L'oratorio des longs soirs d'automne
S'est tu loin des jardins, dans l'ombre
Où germe l'élan frais de notre renaissance.
Une source ruisselle au coin, dans l'avant-cour.

Te souviens-tu des rêves, des projets,
De cette neuve carte, parcours sans ancêtre,
Qui balise aujourd'hui le rappel éclaté
De nos innocences liées dans la paille ?

Hume ainsi le sanfoin dans la brume
Douce, nostalgique, toi qui resurgis
Au bord du coeur balayée de marées
Quand monte le moment propice.

J'aspire les courants qui m'enlèvent
Couvrant de moiteurs et de perles bleues
Mon souvenir ténu qu'endort la beauté.
Pardon, belle colombe, de ce retrait...

Il n'est de solitude qu'au contact blanc:
Ce papier entretient ma quête et mon vol.
Petit dériveur des marges, au fil des touches,
Je dérobe et j'enlace au gré de mes blessures.


2

Tel ce dimanche vert, ceintré de mouettes :
Il m'emporte loin des côtes tachées
Vers la magique hurlée d'un Chili longiligne.
Musique d'une autre Bretagne, péage des druides
Où le gui, les futaies, les tranchées, le cep
Ponctuent la chevauchée d'un quêteur partagé.

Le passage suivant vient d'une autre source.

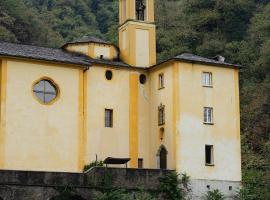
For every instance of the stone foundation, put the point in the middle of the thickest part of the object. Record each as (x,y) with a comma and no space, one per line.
(201,186)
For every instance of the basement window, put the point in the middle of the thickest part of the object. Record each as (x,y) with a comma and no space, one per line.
(207,79)
(109,75)
(209,155)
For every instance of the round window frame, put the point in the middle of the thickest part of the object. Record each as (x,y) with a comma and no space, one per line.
(108,70)
(45,78)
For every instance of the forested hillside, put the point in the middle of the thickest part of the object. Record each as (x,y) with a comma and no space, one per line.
(237,29)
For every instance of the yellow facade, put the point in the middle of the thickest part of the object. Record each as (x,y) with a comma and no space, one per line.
(37,136)
(70,132)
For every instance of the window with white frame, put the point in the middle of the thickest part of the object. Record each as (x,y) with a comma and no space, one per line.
(207,79)
(161,115)
(209,154)
(108,118)
(161,81)
(208,115)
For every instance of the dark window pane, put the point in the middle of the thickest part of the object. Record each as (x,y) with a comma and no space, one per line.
(49,88)
(39,86)
(45,91)
(109,75)
(40,96)
(208,154)
(142,79)
(108,118)
(49,98)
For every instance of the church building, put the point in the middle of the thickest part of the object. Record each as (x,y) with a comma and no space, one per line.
(62,108)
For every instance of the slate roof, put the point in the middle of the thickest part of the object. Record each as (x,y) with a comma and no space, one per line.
(198,59)
(89,39)
(51,54)
(42,53)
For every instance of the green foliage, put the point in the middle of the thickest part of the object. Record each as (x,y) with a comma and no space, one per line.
(214,195)
(174,187)
(66,193)
(93,164)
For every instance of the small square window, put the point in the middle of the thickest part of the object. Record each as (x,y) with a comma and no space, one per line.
(108,118)
(209,155)
(207,79)
(140,163)
(208,115)
(161,81)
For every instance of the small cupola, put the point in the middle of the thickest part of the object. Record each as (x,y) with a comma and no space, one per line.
(93,47)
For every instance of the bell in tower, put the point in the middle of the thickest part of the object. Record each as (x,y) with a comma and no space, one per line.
(137,32)
(140,10)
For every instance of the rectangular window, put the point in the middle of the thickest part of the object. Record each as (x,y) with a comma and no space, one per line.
(208,115)
(161,115)
(109,118)
(124,10)
(207,79)
(209,154)
(161,81)
(140,163)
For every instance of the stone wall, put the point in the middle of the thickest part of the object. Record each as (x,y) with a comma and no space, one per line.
(25,185)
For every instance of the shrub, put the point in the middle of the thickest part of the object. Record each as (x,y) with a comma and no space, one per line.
(170,186)
(214,195)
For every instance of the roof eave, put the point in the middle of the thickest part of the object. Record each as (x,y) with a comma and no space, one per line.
(198,62)
(81,65)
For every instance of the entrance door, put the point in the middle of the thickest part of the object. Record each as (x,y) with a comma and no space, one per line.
(163,158)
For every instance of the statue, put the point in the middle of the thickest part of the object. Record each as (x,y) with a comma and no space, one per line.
(140,7)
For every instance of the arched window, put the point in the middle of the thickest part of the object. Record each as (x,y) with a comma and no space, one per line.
(162,157)
(45,90)
(141,10)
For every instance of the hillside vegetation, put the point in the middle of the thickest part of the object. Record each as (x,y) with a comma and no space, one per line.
(237,29)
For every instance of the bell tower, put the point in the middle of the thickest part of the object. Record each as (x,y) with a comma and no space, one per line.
(137,32)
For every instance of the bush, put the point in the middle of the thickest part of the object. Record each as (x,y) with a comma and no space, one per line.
(214,195)
(172,187)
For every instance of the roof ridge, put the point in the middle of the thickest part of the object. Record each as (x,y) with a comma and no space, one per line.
(30,45)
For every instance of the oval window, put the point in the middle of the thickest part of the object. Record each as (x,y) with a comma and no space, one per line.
(109,75)
(45,91)
(142,79)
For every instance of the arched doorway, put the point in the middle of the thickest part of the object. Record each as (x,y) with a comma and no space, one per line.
(162,157)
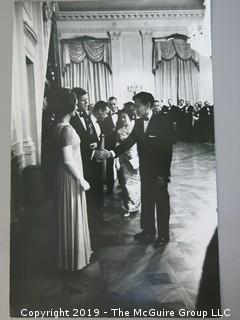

Ola, pitié, c'est le cri espacé
Où des coeurs sans attaches s'attouchent.
Peine perdue, la vague pesiste, nue,
Ressort du voyage tendu vers l'infini.
Crache le sel, puise au fond des mers
Ce regain de famine, cet ardent combat
Qui te redresse, torse cavalier, centaure,
Coeur de somme sous le joug du remords.
Ola, pitié, lui dit la nuit doucement.